Configuring Kerberos Authentication for Impala

Requirements for Using Impala with Kerberos

Impala supports the Cloudera ODBC driver and the Kerberos interface provided. To use Kerberos through the ODBC driver, the host type must be set depending on the level of the ODBD driver:

  • SecImpala for the ODBC 1.0 driver.
  • SecBeeswax for the ODBC 1.2 driver.
  • Blank for the ODBC 2.0 driver or higher, when connecting to a secure cluster.
  • HS2NoSasl for the ODBC 2.0 driver or higher, when connecting to a non-secure cluster.

Enabling Kerberos in Impala-shell

To enable Kerberos in the Impala shell, start the impala-shell command using the -k flag.

Enabling Access to Internal Impala APIs for Kerberos Users

For applications that need direct access to Impala APIs, without going through the HiveServer2 or Beeswax interfaces, you can specify a list of Kerberos users who are allowed to call those APIs. By default, the impala and hdfs users are the only ones authorized for this kind of access. Any users not explicitly authorized through the internal_principals_whitelist configuration setting are blocked from accessing the APIs. This setting applies to all the Impala-related daemons, although currently it is primarily used for HDFS to control the behavior of the catalog server.

Customizing Kerberos Principals for Impala

  1. In Cloudera Manager, click Clusters > Impala to go to the Impala service.

  2. Click the Configuration tab.

  3. Select Scope > Impala (Service-Wide).

  4. In the Kerberos Principal field, add the custom Kerberos principal name to be used by all roles of this service.

  5. Click Save Changes.

  6. After setting the new kerberos principal name, restart stale services.

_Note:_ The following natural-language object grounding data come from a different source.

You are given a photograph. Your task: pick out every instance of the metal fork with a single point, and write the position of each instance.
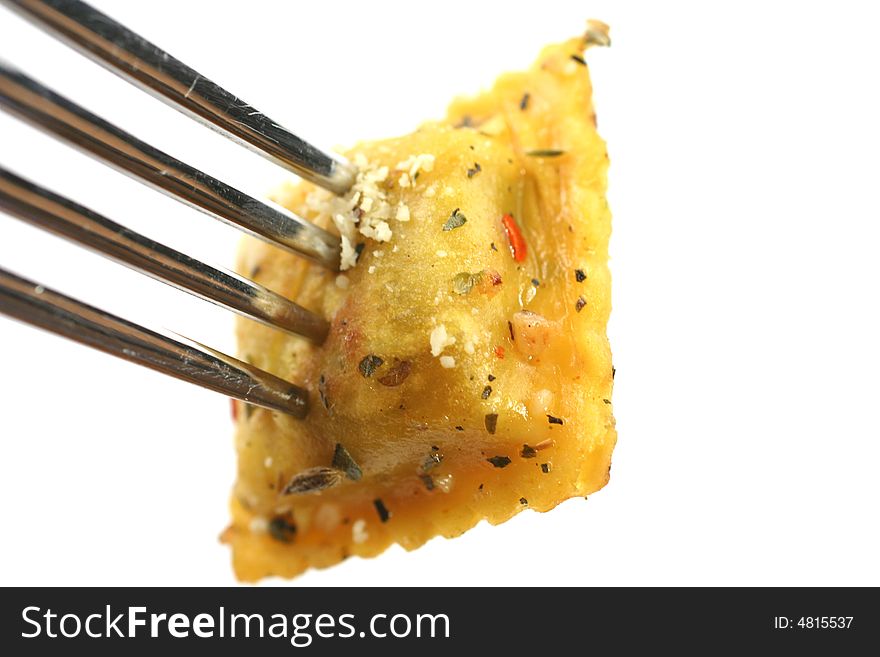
(140, 62)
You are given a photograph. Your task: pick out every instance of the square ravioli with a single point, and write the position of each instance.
(467, 374)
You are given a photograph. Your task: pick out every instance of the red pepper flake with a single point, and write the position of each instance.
(515, 237)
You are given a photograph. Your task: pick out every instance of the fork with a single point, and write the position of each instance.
(135, 59)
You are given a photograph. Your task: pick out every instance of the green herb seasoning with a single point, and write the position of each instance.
(456, 220)
(322, 391)
(369, 364)
(282, 529)
(545, 152)
(344, 462)
(491, 420)
(313, 480)
(383, 512)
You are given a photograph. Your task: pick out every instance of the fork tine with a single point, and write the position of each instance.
(137, 60)
(50, 310)
(42, 208)
(40, 106)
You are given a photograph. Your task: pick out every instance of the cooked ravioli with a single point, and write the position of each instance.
(467, 374)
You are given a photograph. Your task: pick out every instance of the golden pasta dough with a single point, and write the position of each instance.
(467, 374)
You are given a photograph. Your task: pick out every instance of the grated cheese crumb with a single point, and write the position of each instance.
(440, 339)
(359, 531)
(444, 482)
(366, 209)
(348, 259)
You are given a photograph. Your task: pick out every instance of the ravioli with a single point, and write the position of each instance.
(467, 374)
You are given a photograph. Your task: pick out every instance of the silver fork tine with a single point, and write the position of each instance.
(42, 208)
(42, 307)
(40, 106)
(137, 60)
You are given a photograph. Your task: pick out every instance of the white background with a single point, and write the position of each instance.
(744, 144)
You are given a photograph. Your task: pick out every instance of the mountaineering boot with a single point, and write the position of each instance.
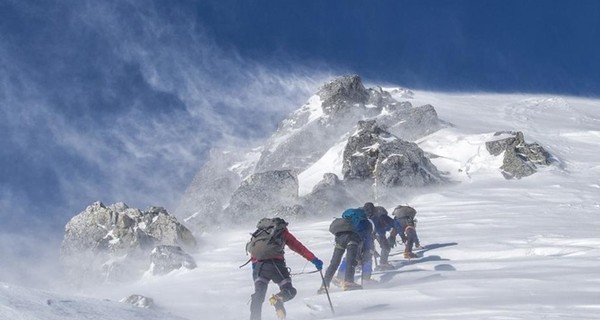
(384, 267)
(409, 255)
(347, 286)
(277, 302)
(322, 290)
(337, 281)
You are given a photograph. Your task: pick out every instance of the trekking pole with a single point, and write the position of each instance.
(327, 292)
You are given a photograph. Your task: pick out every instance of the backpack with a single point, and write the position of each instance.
(405, 211)
(356, 216)
(267, 241)
(341, 225)
(382, 221)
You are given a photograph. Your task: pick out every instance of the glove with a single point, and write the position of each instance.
(318, 263)
(392, 242)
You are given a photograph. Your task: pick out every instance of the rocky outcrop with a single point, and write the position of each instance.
(327, 197)
(410, 123)
(139, 301)
(165, 259)
(341, 94)
(373, 153)
(264, 194)
(113, 243)
(521, 159)
(304, 137)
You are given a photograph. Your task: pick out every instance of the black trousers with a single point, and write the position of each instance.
(344, 242)
(263, 273)
(385, 249)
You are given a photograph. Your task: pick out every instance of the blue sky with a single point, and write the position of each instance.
(120, 100)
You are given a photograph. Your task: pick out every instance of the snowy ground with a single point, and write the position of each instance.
(518, 249)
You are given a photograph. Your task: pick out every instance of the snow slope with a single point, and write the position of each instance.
(501, 249)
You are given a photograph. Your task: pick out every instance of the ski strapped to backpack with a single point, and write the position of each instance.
(267, 241)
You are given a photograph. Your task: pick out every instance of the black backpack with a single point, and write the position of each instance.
(341, 225)
(267, 241)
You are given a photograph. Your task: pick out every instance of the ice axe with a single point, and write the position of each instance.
(327, 292)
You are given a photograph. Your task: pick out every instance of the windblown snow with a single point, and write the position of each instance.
(498, 249)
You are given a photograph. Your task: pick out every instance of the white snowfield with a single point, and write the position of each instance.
(500, 249)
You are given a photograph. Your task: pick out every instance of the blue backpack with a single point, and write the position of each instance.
(357, 216)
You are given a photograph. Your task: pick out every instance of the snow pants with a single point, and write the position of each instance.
(345, 242)
(265, 271)
(411, 239)
(385, 249)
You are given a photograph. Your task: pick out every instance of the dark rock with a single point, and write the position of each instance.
(328, 196)
(373, 153)
(139, 301)
(264, 193)
(165, 258)
(520, 158)
(113, 243)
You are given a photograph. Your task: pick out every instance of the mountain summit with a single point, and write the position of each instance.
(346, 145)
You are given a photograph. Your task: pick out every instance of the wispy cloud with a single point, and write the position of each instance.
(91, 127)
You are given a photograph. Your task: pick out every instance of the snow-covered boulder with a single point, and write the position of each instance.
(375, 154)
(410, 123)
(521, 159)
(139, 301)
(327, 197)
(222, 188)
(165, 258)
(113, 243)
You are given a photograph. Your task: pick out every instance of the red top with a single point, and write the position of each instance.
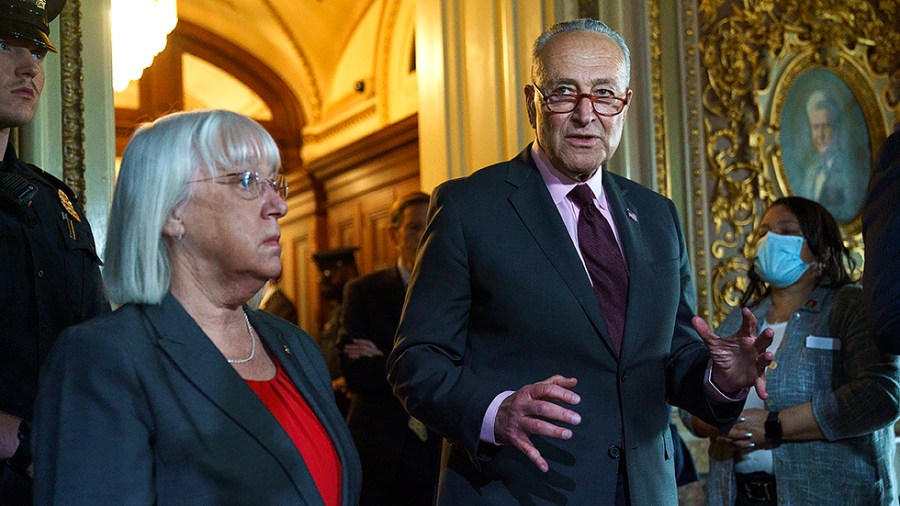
(306, 431)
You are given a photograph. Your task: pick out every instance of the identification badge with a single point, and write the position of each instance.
(823, 343)
(67, 205)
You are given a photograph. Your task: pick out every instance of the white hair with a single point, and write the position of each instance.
(160, 160)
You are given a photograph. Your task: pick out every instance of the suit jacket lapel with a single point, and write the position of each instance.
(629, 228)
(536, 209)
(200, 361)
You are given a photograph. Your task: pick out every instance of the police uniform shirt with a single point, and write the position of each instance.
(50, 279)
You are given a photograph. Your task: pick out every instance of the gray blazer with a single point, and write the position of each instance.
(855, 394)
(139, 407)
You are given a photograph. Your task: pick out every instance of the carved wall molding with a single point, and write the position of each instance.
(748, 48)
(72, 90)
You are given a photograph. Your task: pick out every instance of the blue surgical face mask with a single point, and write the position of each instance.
(778, 259)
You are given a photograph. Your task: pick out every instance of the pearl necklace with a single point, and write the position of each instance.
(252, 345)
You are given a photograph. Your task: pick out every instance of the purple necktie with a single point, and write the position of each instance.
(604, 262)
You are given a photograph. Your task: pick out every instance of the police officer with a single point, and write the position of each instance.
(49, 268)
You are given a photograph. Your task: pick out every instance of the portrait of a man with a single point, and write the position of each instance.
(824, 144)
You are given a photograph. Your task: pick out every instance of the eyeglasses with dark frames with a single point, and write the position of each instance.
(250, 184)
(604, 105)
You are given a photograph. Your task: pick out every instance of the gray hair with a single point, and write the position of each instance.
(160, 160)
(583, 24)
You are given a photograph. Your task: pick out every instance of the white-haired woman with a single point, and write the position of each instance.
(184, 395)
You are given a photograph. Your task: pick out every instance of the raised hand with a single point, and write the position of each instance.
(533, 410)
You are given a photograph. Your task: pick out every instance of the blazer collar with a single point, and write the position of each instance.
(182, 340)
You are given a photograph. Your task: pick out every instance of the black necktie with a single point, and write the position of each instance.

Mapping Kerberos Principals to Short Names for Impala

Impala can support the additional mapping rules that will be inserted before rules generated from the list of trusted realms and before the default rule. The support is disabled by default in Impala.

To enable mapping Kerberos principals to short names:

  1. In Cloudera Manager, select the Impala service.
  2. In the Configuration tab, select Impala (Service-Wide) in Scope and Advanced in Category.
  3. Select the Use HDFS Rules to Map Kerberos Principals to Short Names field.
  4. Click Save Changes, and restart the Impala service.